Financial institutions other than banks now provide nearly 60% of total consumer and business credit, twice the 1980 share, according to Barr. Nonbank mortgage providers such as Quicken Loans last year wrote more than 7 out of every 10 home loans. These institutions are vital to the economy. But they have a habit of getting into trouble.

In March 2020, amid the covid-19 pandemic's first panicky weeks, hedge funds sold massive amounts of Treasury securities to raise cash. With sellers greatly outnumbering buyers, trading in the normally liquid market -- which influences the value of all financial assets -- broke down. Only after the Fed took emergency action by buying $1 trillion worth of Treasurys did markets return to normal.

Likewise, it was nonbanks such as the failed investment bank Lehman Brothers and the giant insurer AIG, which required a $182 billion federal bailout, that fueled the 2008 financial crisis.

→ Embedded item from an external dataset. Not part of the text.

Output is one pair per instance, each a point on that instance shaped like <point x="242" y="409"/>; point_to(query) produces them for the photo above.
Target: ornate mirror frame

The Financial Stability Oversight Council, created by the 2010 Dodd-Frank legislation, initially designated four nonbanks as "systemically important," requiring them to face tighter regulations because their failure could cause a broader crisis. But the Trump administration made it harder to issue such "too big to fail" verdicts and freed the last nonbank from that special scrutiny in 2018.

2023 GUIDANCE

Under Treasury Secretary Janet Yellen, the council next year is expected to rewrite the Trump-era regulations. "The 2019 nonbank designation guidance undercuts the Council's ability to address risks to financial stability," said John Rizzo, a treasury spokesman. "Secretary Yellen expressed her concerns about the 2019 guidance when it was issued and continues to believe it should be reassessed."

On Friday, the council's annual report said nonbank institutions represented a potential weak spot for the financial system, adding that "rising interest rates or a broader economic downturn could further amplify these vulnerabilities." The report warned of a possible "deterioration in credit quality" in nonbank lending as borrowers made "optimistic" projections of their prospects for growing revenue and cutting costs.

The Fed's multiple rate increases since March threaten to hurt investors who took on too much risk when money was inexpensive. Higher interest rates increase the cost of repaying debt. But they also affect investment flows, by making it possible to earn a better return on safe assets, like bonds, and making risky stocks, such as those of high-tech companies that won't post substantial profits for years, less attractive.

An early sign of how hard the adjustment to a higher-rate environment came in October, when the British government bond market was rocked after bond traders rejected a proposed tax-and-spending plan as inflationary. The frenzied trading rattled pension funds that had bet on interest rates staying low.

Since the 2008 crisis, persistently low rates encouraged companies to load up on borrowed funds. Business debt this year rose to almost $20 trillion, equal to more than 78% of the economy, up from about 66%, or $9.5 trillion, in mid-2007, according to the Fed.

"Risk is definitely building up, unseen and unmonitored, and it's going to surprise regulators just like AIG surprised regulators in 2008," said Dennis Kelleher, president of Better Markets, a nonprofit that promotes tighter regulation of the financial industry.

Still, some analysts play down the likelihood of any contagion, noting that the regulated banks at the core of the financial system remain healthy and that the rate increases so far have not caused widespread financial problems.

"So far, this seems to be a controlled burn, much as the Fed intended," said Steven Kelly, senior research associate at the Yale Program on Financial Stability.